Burhan Bey sunum yaparken bunu anlatıyor zaten ama satır arasında dip not olarak anlatıyor. Yani benim size yaptığım gibi izahat yapmıyor. İşte “Bütçe performansını etkilemez. Cebinizden çıkacak bir para değildir” şeklinde açıklamıyor. Yoksa bilanço okuyan herkes bunun ne olduğunu biliyor yani. Biz biliyoruz, bizim mali adamlarımız da biliyorlar. Hatta bununla ilgili başkan bir basın açıklaması yapmak zorunda kaldı. Muhasebe tekniği ile borcun finansal borçlarla birlikte bütçe performansını etkilemeyen borçlarla birlikte gösterildiği, o yüzden de yüksek gözüktüğünü açıkladı. Ali Bey kendisi söyledi 420 milyon Euro civarı olduğunu ama o da yüksek. O da düşük değil.

Burhan Bey’in iddiası muhasebe tekniği açısından borç 600 milyon Euro, çünkü dün yayında da öyle söyledi. Bizim bıraktığımız borç genel kurulda deklare edilen rakam neyse odur. Benim hatırladığım 420 milyon Euro civarıydı TL karşılığının o günkü kur değeri. Bugün nedir tekrar dönüp bakmam lazım.

Hatırlıyorum paket olarak 500 milyon TL’ye geliyordu bu projenin borç olarak gözüken kısmı.

Ben şunu söylüyorum; Bunu Burhan Bey anlatırken alt satırlarında, dipnotlarında anlatıyor. Diyor ki UFRS sistemine geçtik diyor ve muhasebe tekniği açısından biz böyle göstereceğiz diyor. Bu bir tercihtir ve böyle gösteriyor. Bunu da açıklıyor aslında dip notların da ama tabii algı ve olgu… Daha sonra anlatırken uğraşmıyor bu bizim bütçe performansımızı etkilemeyecek, bu cebimizden çıkmayacak diye bir çaba içerisinde değil. Gerek de yok belki onun için, doğrudur da kabul ediyorum ama bu bir algı oluşturdu.

Bir bölümü finansal borç yani para almışız para vereceğiz.

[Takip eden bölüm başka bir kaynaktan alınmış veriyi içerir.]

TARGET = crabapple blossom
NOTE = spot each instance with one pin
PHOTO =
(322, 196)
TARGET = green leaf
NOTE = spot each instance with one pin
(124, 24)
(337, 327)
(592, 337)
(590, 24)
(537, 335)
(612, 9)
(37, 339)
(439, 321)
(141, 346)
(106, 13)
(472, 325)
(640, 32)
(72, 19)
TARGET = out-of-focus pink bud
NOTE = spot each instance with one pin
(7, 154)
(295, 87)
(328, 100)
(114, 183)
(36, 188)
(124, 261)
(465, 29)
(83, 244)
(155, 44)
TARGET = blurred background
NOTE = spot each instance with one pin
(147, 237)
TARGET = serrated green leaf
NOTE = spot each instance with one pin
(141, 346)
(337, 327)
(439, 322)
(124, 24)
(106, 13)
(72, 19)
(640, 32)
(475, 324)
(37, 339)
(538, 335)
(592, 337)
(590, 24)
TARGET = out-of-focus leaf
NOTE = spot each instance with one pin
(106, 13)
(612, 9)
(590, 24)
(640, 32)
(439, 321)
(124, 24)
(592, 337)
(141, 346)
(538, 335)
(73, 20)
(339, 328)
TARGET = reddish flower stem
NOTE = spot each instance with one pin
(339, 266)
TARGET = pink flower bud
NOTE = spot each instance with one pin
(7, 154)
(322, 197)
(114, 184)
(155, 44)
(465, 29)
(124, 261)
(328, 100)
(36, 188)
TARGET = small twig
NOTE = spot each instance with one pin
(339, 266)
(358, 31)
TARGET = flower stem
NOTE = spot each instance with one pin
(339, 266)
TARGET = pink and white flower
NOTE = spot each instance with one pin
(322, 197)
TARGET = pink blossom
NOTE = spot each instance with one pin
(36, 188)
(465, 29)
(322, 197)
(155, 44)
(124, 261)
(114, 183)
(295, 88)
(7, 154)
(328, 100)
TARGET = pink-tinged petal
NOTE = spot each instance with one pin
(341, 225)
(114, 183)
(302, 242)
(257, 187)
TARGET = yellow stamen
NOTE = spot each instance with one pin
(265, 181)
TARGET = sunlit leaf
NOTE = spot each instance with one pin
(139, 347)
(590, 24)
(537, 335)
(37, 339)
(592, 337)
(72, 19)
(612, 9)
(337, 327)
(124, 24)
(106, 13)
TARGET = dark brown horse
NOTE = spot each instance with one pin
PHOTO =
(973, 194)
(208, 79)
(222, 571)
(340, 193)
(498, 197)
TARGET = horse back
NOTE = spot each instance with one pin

Diğeri muhasebe tekniği açısından yazılması gereken borç. Mesela sponsorluklar da böyle. Diyelim ki 10 liralık bir sponsorluk aldınız ve bunu 5 yıl için aldınız. Her yıl sözleşme bedeli olarak 2’şer yıl yazdınız. 5 yıllık mukaveleniz var. Ama onu peşin aldınız. İlk yıldan sonraki 4 yıl için, yani 8 lira için aslında sponsorluk veren şirkete karşı yükümlülükleriniz var. İşte reklam vermek, loca tahsis etmem, koltuk vermek gibi para çıkmayan yükümlülükleriniz var. Ama bunu da muhasebeleştirmeniz lazım. Bunu da muhasebeleştirirsen karşısında para yazarsın. Yani borç yazarsın. Onu şöyle izah edebilir Burhan Bey, diyebilir ki o alan kullanıldığı için bir bunu kullanamıyoruz. Kullanabileceğimiz bir mecra kalmadı diyebilir. Tamam haklıdır bu kısmında amadönüp bu tarafa baktığınızda bu ödenecek bir borç değildir. Özellikle bunu Ülker isim sponsorluğu üzerinden söyleyeyim ben. O günkü süreçte Ülker grubu o isim sponsorluğuna niye girmiştir? O büyük bedeli -ki o sponsorluk bedeli çok çok büyüktür- hangi şartlarda vermiştir. Bunları oturup yani böyle geçmişini bilmeden ya da geçmişte konuşulanları bilmeden sadece bir sponsorluk gibi görüp, sponsorluk gibi değerlendirip muhasebe kaydına işlerseniz bugünkü yorumlar rahatlıkla yapılabilir. Ama o günkü işte 3 Temmuz’dan çıkmış kulüp, mali olarak çok zarar görmüş, o zararlarını yerine koyması, takımına takviye yapması, taraftarına bir coşkuya sahip olması için vermiş.